Sur fond de manifestations qui avaient fait au moins 35 morts, police et armée avaient retiré leur soutien à M. Morales. Ce dernier avait finalement démissionné avant de s'exiler au Mexique puis en Argentine.

Jeanine Añez, deuxième vice-présidente du Sénat, avait prêté serment le 12 novembre 2019. Le parti d'Evo Morales avait alors dénoncé un "coup d'Etat".

M. Morales est ensuite revenu dans son pays après la victoire de son dauphin Luis Arce à l'élection présidentielle d'octobre 2020.

Deux ex-ministres arrêtés

Avant Mme Añez, deux anciens membres de son gouvernement ont été arrêtés à Trinidad, les ex-ministres de l'Energie et de la Justice, Rodrigo Guzman et Alvaro Coimbra. Ce dernier a dénoncé l'"affaire montée de toutes pièces du coup d'État".

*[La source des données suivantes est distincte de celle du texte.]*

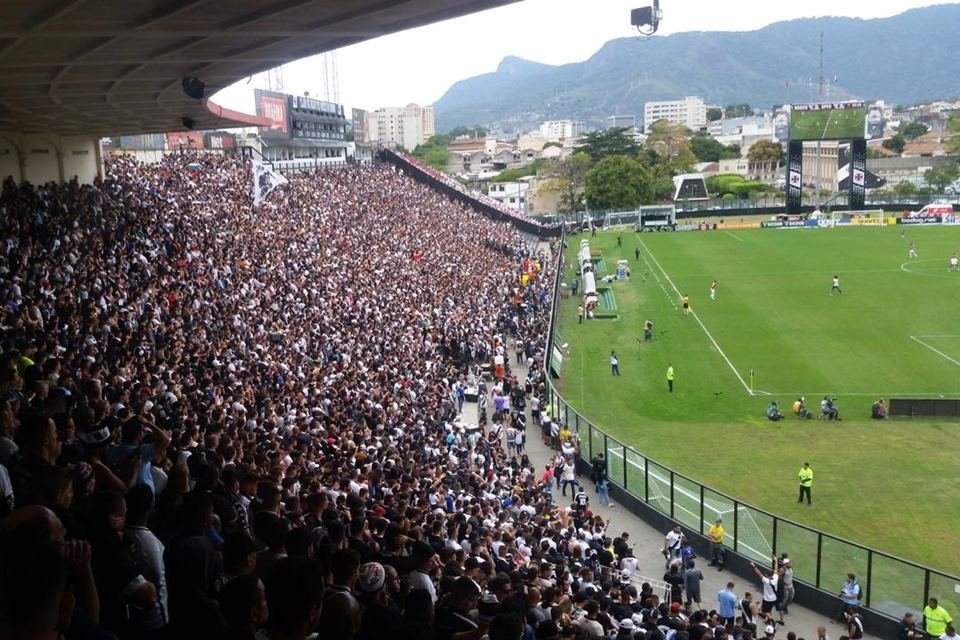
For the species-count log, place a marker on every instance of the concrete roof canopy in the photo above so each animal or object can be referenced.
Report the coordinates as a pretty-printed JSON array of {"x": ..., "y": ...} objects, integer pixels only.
[{"x": 112, "y": 67}]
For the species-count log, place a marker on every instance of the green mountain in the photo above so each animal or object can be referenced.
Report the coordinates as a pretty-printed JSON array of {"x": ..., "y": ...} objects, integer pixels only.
[{"x": 903, "y": 59}]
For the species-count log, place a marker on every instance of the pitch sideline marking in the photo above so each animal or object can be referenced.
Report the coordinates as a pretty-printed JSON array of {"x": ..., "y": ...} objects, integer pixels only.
[
  {"x": 670, "y": 299},
  {"x": 936, "y": 351},
  {"x": 699, "y": 321},
  {"x": 619, "y": 452}
]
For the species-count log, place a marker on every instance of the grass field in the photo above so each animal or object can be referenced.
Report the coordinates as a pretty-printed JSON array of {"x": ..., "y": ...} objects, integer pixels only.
[
  {"x": 829, "y": 124},
  {"x": 892, "y": 332}
]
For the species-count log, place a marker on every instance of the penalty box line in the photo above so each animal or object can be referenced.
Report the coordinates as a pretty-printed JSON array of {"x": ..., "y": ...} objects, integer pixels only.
[
  {"x": 934, "y": 349},
  {"x": 710, "y": 337}
]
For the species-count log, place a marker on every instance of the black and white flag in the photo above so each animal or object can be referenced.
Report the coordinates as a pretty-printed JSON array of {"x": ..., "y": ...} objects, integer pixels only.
[{"x": 265, "y": 180}]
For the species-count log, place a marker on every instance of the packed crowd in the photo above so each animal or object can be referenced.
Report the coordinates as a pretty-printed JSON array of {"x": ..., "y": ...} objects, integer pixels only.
[
  {"x": 509, "y": 212},
  {"x": 222, "y": 421}
]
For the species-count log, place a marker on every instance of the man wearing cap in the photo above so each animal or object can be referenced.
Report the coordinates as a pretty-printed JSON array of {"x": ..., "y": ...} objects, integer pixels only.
[
  {"x": 379, "y": 618},
  {"x": 625, "y": 629},
  {"x": 727, "y": 601},
  {"x": 453, "y": 615},
  {"x": 716, "y": 544},
  {"x": 789, "y": 593},
  {"x": 935, "y": 619},
  {"x": 806, "y": 482},
  {"x": 39, "y": 450},
  {"x": 422, "y": 560},
  {"x": 671, "y": 544}
]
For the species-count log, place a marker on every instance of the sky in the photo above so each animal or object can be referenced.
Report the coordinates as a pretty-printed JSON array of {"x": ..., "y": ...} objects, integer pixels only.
[{"x": 421, "y": 64}]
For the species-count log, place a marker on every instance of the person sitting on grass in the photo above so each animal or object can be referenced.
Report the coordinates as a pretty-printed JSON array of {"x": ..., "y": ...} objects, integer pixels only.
[
  {"x": 828, "y": 410},
  {"x": 879, "y": 410},
  {"x": 773, "y": 411}
]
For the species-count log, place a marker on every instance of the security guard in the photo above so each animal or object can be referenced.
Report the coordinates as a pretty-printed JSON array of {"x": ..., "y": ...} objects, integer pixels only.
[
  {"x": 716, "y": 544},
  {"x": 806, "y": 481}
]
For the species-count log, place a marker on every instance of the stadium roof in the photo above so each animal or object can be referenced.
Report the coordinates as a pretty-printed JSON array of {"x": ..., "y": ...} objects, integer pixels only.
[{"x": 117, "y": 66}]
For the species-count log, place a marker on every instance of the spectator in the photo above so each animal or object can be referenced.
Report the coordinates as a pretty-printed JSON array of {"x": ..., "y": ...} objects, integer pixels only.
[{"x": 243, "y": 603}]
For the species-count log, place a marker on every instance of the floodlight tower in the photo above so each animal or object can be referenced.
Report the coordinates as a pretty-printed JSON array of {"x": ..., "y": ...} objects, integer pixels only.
[
  {"x": 274, "y": 79},
  {"x": 331, "y": 77}
]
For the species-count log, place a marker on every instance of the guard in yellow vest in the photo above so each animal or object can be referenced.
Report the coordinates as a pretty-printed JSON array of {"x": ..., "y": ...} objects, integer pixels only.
[{"x": 806, "y": 481}]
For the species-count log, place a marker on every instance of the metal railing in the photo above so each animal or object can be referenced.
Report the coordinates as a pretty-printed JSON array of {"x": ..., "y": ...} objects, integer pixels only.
[{"x": 890, "y": 585}]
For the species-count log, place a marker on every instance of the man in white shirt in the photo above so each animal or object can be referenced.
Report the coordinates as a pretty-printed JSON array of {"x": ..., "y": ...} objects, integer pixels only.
[{"x": 671, "y": 545}]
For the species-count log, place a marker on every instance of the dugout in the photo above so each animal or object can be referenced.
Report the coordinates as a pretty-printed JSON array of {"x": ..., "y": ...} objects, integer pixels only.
[{"x": 944, "y": 407}]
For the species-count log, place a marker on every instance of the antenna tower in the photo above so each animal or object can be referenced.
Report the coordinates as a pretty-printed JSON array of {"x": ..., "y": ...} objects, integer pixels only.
[
  {"x": 331, "y": 77},
  {"x": 274, "y": 78}
]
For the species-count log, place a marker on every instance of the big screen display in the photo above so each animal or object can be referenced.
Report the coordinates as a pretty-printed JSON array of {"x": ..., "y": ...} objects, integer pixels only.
[{"x": 828, "y": 121}]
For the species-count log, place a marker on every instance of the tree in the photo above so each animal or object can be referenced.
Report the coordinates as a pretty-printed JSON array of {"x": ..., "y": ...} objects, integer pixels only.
[
  {"x": 737, "y": 110},
  {"x": 567, "y": 177},
  {"x": 737, "y": 186},
  {"x": 618, "y": 182},
  {"x": 905, "y": 188},
  {"x": 895, "y": 143},
  {"x": 940, "y": 177},
  {"x": 476, "y": 131},
  {"x": 954, "y": 140},
  {"x": 515, "y": 173},
  {"x": 912, "y": 130},
  {"x": 434, "y": 152},
  {"x": 612, "y": 142},
  {"x": 765, "y": 152},
  {"x": 671, "y": 145},
  {"x": 708, "y": 149}
]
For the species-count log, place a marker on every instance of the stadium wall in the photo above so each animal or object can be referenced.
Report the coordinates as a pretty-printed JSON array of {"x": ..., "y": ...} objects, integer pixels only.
[
  {"x": 41, "y": 158},
  {"x": 820, "y": 595}
]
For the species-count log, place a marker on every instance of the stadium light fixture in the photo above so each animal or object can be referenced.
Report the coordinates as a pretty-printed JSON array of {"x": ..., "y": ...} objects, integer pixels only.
[{"x": 646, "y": 19}]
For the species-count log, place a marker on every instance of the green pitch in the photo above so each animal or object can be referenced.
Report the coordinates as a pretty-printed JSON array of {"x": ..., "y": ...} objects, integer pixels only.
[
  {"x": 835, "y": 124},
  {"x": 893, "y": 332}
]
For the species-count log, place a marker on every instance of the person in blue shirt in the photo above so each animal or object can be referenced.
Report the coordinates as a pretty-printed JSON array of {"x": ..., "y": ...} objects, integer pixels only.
[{"x": 727, "y": 600}]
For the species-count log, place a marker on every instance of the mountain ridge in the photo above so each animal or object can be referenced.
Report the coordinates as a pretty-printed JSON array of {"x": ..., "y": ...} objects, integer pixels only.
[{"x": 901, "y": 59}]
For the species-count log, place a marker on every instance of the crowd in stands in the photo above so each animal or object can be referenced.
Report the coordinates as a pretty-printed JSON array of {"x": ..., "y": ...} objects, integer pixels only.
[
  {"x": 509, "y": 212},
  {"x": 222, "y": 421}
]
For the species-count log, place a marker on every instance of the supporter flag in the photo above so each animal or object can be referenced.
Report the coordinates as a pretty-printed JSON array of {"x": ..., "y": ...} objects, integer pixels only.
[{"x": 265, "y": 180}]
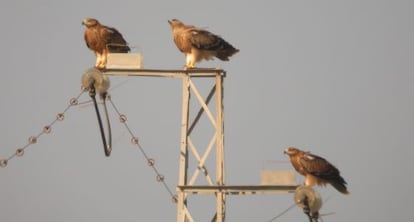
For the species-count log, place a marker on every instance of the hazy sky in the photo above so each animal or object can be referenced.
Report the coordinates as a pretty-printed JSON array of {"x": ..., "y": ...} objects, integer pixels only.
[{"x": 332, "y": 77}]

L'enquête du parquet fait suite à une plainte déposée en décembre par une ancienne députée du parti d'Evo Morales (2006-2019), Lidia Patty.

L'ancienne parlementaire du Mouvement vers le socialisme (MAS) accuse Mme Añez, d'anciens ministres, responsables militaires et policiers d'avoir renversé en novembre 2019 M. Morales. Elle a déposé plainte pour "sédition", "terrorisme" et "conspiration".

Le mandat d'arrêt concerne d'autres anciens ministres du gouvernement par intérim : Yerko Nuñez (présidence), Arturo Murillo (intérieur) et Luis Fernando López (défense). Ces deux derniers ont quitté la Bolivie en novembre. Il cible aussi les anciens commandants militaires William Kaliman et Sergio Orellana, ainsi que l'ex-chef de la police Yuri Calderon.

La plainte vise également le dirigeant régionaliste de Santa Cruz (est), Luis Fernando Camacho, qui a joué un rôle clé dans les manifestations ayant conduit au départ d'Evo Morales. Elu gouverneur le 7 mars, il ne fait toutefois pas l'objet d'un mandat d'arrêt. Dans un message envoyé au président Luis Arce, il a prévenu que "les Boliviens ne resteront pas inactifs face aux abus".

Les ex-présidents boliviens Carlos Mesa (2003-2005) et Jorge Quiroga (2001-2002), acteurs clés de la transition de pouvoir à Mme Añez, ont séparément dénoncé les arrestations et mandats d'arrêt. "Nous sommes dans un processus de persécution politique pire que dans les dictatures", a déclaré le centriste Carlos Mesa sur Twitter.

L'Union européenne a réagi par la voix de son chef de la diplomatie, Josep Borrell, qui a tweeté : "Les accusations pour les événements de 2019 doivent être résolues dans le cadre d'une justice transparente et sans pression politique, dans le respect de l'indépendance des pouvoirs. Le dialogue et la réconciliation sont essentiels. L'UE continuera à soutenir la Bolivie".